In theory, Brazil could be hit in two ways: if there is an increase in oil prices and a higher risk aversion in international markets
04/15/2024
Central Bank’s building in Brasília: Few believe that Brazil’s monetary authority will rush to revise its baseline scenario for interest rate cuts — Foto: Beto Nociti/BCB
The uncertainties in the economic scenario that prompted the Central Bank to reduce its monetary policy signaling to just one meeting have heightened with Iran’s attacks on Israel.
This risk is already included in the array of uncertainties that the monetary authority cited in the release of the Inflation Report, which recommends greater caution in signaling future interest rate cuts.
It was also one of the points highlighted in a recent debate organized by the Central Bank with economists who received the Top 5 award, given annually to those who most accurately predict their projections.
In theory, Brazil could be hit in two ways. First, if there is an escalation in oil prices and, second, with increased risk aversion in international markets.

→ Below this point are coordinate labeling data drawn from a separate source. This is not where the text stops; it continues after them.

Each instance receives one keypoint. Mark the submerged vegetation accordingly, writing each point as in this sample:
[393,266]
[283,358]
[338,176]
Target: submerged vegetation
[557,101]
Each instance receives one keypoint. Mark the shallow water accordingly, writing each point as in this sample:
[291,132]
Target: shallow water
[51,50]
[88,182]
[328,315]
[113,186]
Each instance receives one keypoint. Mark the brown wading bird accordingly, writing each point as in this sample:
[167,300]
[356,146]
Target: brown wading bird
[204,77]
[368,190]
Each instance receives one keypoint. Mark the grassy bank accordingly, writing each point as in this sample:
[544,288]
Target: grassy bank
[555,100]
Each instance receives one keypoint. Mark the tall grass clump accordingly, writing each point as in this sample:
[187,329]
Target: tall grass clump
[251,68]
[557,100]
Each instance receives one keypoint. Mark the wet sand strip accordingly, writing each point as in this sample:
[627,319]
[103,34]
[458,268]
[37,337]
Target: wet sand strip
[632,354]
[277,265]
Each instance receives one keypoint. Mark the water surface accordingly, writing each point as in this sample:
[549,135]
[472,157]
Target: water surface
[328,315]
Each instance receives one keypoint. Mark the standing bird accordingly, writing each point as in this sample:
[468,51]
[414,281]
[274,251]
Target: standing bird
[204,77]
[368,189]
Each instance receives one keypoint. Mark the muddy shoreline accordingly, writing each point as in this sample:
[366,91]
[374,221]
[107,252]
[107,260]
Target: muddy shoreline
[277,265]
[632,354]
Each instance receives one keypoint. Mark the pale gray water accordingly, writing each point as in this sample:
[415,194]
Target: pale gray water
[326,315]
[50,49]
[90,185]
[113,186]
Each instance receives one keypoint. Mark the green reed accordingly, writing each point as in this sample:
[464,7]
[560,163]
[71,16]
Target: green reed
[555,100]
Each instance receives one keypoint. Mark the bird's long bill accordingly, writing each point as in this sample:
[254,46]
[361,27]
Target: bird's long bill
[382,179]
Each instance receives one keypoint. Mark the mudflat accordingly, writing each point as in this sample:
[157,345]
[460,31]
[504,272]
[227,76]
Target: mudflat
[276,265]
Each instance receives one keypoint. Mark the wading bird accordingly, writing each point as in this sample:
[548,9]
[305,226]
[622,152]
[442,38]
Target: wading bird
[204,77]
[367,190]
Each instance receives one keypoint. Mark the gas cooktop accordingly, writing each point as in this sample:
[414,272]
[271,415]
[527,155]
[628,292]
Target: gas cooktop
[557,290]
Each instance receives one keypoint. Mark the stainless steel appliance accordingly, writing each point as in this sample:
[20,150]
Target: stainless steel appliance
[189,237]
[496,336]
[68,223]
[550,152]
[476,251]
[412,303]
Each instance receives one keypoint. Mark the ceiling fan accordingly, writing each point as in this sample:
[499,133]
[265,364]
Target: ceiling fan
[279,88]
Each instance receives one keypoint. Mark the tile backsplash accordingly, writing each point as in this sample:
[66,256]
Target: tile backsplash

Brent oil had already been trading above $90 a barrel, and some economic analysts were already circulating their calculations regarding the lag in domestic prices. If oil prices continue to rise, it could lead to further postponements in interest rate cuts by the United States. The increase in risk aversion due to the escalation of the conflict would exacerbate this situation, prompting investors to redirect capital from emerging economies to the U.S.
Few think that, in an environment of such uncertainty, the Brazilian Central Bank will rush and revise its baseline scenario for interest rate cuts. The Selic policy rate remains high, and a 50-basis-point increase in May is well signaled, with a long way to go until the June meeting. Yet, the Central Bank is likely to exercise increased caution.